Il premier messo al tappeto al primo round. Prima vittoria del Cav e dei dissidenti Pd
Sulla riforma del Senato il premier Matteo Renzi è stato costretto a mettere nel cassetto la sua baldanza e a piegarsi al volere del Parlamento e dei partiti. L’atteggiamento di chi vuol fare il “rullo compressore” imponendo il testo approvato dal governo non ha pagato su nessun fronte. La minoranza Pd ha storto il muso, un nucleo di senatori guidati da Vannino Chiti ha addirittura lavorato a un testo alternativo e Silvio Berlusconi ha fatto sapere di non condividere e che senza modifiche non ci sarebbe stato il suo consenso parlamentare.
E così in commissione Affari Costituzionali del Senato da oggi a mercoledì il premier vedrà cambiato il suo disegno, con grande soddisfazione di più soggetti con i quali era stato superficiale. A guidare la commissione e ad essere anche relatrice assieme a Roberto Calderoli c’è la stessa Anna Finocchiaro che Renzi impallinò per il Quirinale accusandola di andare a far la spesa da Ikea con la scorta. Nonostante questi atteggiamenti l’esperienza della Finocchiaro e di Calderoli è stata utile ad evitare tensioni e trovare una soluzione condivisa, anche grazie alla moral suasion di Giorgio Napolitano.
Alla fine il Senato non sarà fatto di sindaci e consiglieri regionali in gita nella Capitale, ma sarà di fatto elettivo, come chiedevano Berlusconi, la minoranza del Partito democratico e il Nuovo Centrodestra. Domani i relatori limeranno il testo base che depositeranno mercoledì e la prima notizia è che sarà diverso da quello di Renzi. Il premier finge soddisfazione, ma politicamente ha perso, sia sul contenuto sia sui tempi perché è certo che nulla accadrà prima del voto europeo del 25 maggio. A vincere è stato invece Berlusconi, che prima ha minacciato la rottura dicendo di non condividere la riforma e poi, dopo aver ottenuto il cambiamento richiesto, ha confermato che il patto sulle riforme regge.

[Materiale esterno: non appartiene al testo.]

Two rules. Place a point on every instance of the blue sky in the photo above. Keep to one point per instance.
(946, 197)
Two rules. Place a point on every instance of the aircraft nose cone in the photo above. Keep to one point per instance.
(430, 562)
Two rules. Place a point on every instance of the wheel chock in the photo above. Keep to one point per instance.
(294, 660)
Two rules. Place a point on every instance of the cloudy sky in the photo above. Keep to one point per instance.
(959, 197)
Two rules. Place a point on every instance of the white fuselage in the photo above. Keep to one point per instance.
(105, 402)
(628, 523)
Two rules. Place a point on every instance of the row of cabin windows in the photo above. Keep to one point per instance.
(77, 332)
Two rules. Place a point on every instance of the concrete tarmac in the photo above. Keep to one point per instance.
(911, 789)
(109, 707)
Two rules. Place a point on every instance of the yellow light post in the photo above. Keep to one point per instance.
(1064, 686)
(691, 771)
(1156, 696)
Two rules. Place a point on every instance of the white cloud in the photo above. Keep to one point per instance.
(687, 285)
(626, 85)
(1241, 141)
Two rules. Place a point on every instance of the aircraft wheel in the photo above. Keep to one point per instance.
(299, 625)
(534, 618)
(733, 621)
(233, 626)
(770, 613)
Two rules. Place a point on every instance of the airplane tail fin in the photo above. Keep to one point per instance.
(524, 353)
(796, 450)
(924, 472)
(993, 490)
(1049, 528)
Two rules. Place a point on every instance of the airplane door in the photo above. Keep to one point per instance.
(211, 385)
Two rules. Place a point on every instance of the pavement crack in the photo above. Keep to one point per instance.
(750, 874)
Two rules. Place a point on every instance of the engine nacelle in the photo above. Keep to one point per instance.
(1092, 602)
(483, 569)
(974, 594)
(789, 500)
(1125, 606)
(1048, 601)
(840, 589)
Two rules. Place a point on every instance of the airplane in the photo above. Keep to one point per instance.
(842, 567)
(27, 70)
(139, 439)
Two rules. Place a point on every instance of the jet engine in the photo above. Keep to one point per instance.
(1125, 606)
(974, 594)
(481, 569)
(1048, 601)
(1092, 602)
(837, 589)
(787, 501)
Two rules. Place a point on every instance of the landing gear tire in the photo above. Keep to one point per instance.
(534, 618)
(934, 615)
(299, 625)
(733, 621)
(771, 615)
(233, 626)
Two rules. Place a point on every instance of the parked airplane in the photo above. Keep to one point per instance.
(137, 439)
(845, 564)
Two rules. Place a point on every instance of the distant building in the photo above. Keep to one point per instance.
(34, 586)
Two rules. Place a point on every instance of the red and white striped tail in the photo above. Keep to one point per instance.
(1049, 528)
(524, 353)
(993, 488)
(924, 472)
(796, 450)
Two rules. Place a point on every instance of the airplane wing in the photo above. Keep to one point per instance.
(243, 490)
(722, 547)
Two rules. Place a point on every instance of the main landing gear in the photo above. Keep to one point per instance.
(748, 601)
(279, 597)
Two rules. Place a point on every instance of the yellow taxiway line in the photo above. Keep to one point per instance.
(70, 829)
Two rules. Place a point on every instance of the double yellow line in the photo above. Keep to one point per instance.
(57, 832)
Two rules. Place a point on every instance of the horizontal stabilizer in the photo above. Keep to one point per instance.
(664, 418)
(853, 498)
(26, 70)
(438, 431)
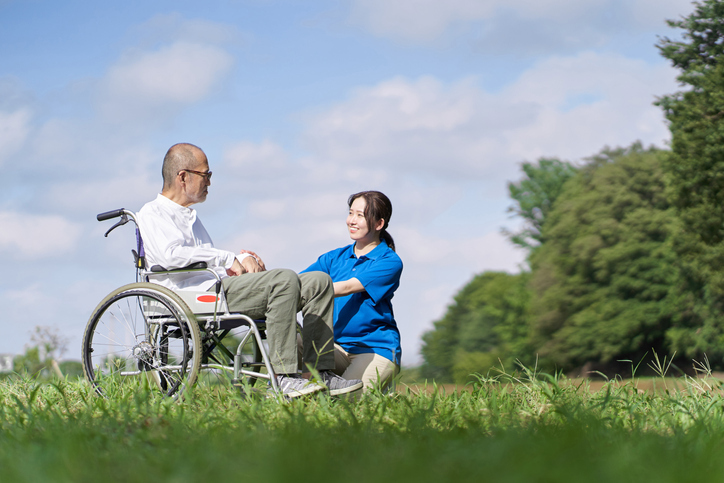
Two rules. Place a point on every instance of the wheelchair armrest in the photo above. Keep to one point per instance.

Venendo al merito il testo che Finocchiaro e Calderoli depositeranno prevede che di fatto i senatori saranno elettivi, solo che la scelta avverrà in contemporanea alle elezioni regionali, ma con un listino a parte. Saranno pagati dalla loro regione come consiglieri regionali in sovrannumero e anziché partecipare ai lavori del consesso regionale staranno stabilmente a Palazzo Madama. Salvo le differenze di essere eletti contemporaneamente al consiglio regionale e di essere pagati dalle regioni saranno senatori elettivi come gli attuali, votati dalla base elettorale regionale in listini bloccati.